Matt Strong, struggling through his junior year in biology at Gonzaga, started dropping classes. They lived day to day.
Even her job was in jeopardy. Kelly still needed to be fit for duty to continue in the Air Force and had to pass the intense scrutiny of a review board.
Then lessons from her own classes and work at Fairchild kicked in. She drew on the inspiration of Viktor Frankl, a German psychologist imprisoned at Auschwitz whose philosophy was that while humans cannot choose their circumstances, they can choose how they feel about them. Reframing problems and adjusting his attitude became the key to Frankl’s survival.
Kelly Strong began working on reframing her problems.
“I decided not to give up and I found people who did not give up.”
Colleagues and even clients began offering their survival stories. She and Matt sought professional counseling to ease the strain on their marriage. They began setting physical goals and meeting them to regain their sense of control and personal effectiveness. They started training for marathons and ran a triathlon in Medical Lake last summer. In May, Kelly completed the San Diego marathon. She ran a 1999 Medical Lake race and finished second in her age group.
Her health gradually improved with thyroid hormone replacement treatment. She began an exercise regimen. Doctors believe they removed all the cancer.
Meanwhile, doctors discovered that Sarah’s condition was most likely the result of her position in the uterus. Time and physical therapy has corrected it, leaving a happy, talking 2-year-old.

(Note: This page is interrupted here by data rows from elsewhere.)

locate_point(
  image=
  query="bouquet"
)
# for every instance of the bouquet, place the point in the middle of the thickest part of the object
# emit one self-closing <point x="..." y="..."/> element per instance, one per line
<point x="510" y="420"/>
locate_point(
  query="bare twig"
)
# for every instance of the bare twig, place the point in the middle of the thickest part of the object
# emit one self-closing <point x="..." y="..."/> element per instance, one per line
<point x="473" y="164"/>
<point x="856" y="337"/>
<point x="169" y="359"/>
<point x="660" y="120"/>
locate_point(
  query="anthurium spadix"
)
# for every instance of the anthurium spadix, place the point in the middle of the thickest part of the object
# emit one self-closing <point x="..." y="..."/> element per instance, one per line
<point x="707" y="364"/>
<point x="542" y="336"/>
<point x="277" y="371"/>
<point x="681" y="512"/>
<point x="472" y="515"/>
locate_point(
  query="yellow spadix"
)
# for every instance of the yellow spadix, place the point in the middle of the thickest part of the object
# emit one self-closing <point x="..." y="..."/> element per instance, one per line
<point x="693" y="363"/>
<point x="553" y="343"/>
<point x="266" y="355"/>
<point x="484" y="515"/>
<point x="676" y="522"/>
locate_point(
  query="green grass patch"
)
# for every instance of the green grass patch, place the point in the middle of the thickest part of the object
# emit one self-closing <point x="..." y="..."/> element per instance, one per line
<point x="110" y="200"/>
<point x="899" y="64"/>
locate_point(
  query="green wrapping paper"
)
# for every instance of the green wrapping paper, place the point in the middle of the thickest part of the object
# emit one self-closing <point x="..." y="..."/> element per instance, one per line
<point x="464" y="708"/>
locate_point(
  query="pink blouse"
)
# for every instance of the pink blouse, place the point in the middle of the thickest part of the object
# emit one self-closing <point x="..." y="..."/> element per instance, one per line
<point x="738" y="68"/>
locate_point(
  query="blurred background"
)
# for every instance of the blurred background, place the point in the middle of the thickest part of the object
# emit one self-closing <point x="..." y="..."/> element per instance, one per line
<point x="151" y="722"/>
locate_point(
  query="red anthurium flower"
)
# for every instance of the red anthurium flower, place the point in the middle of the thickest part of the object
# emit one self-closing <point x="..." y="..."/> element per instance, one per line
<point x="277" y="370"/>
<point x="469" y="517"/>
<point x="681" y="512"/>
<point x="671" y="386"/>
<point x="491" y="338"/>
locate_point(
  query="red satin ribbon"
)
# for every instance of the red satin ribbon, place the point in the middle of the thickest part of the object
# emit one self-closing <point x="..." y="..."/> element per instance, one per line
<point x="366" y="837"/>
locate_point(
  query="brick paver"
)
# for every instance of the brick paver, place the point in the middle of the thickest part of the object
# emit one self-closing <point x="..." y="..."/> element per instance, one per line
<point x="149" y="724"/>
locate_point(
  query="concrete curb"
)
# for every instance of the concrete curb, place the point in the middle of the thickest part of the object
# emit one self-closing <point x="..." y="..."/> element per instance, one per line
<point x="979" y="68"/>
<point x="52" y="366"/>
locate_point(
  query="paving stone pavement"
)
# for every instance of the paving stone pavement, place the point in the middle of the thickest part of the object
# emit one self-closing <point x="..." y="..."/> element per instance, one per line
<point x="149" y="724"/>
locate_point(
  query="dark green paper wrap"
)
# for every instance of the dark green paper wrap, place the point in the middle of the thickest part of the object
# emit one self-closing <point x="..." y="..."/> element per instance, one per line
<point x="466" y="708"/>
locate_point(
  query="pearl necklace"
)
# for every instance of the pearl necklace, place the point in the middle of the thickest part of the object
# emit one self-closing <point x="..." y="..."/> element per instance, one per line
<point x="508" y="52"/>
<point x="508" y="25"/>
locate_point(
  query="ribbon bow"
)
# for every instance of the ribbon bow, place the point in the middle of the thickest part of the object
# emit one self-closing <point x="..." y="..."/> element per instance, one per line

Strong has resumed life with a vengeance. She runs with a group of women shortly after dawn every morning and gets home by 4:30 p.m. to concentrate on her daughter.
In May, Matt Strong graduated cum laude from Gonzaga University. He was one of two students awarded the Jerome Nadal, S.J., Award for the outstanding nontraditional student along with Barbara D. Rogers, whose husband, Don, was also battling cancer.
But Matt Strong gave up his dream to become a doctor.
“I concluded that medical school followed by residency would not only place a financial burden and undue stress on my family, but would jeopardize the love and integrity we have developed over the last four years,” he said.
Instead, he re-enlisted in the SEALS and is currently in officer training school in Florida. In October the Strongs will leave Spokane for Hawaii, where they will be stationed at adjoining naval and Air Force bases. They hope to return to Spokane someday but say they leave forever changed for the better, despite the trials they endured here.
“I would not consider trading these experiences for a moment,” Matt Strong said. “These past years have provided me the opportunity to grow psychologically and tap hidden resources to cope.”
“We leave with good memories,” Kelly Strong said. “We stood as a family and we came through.”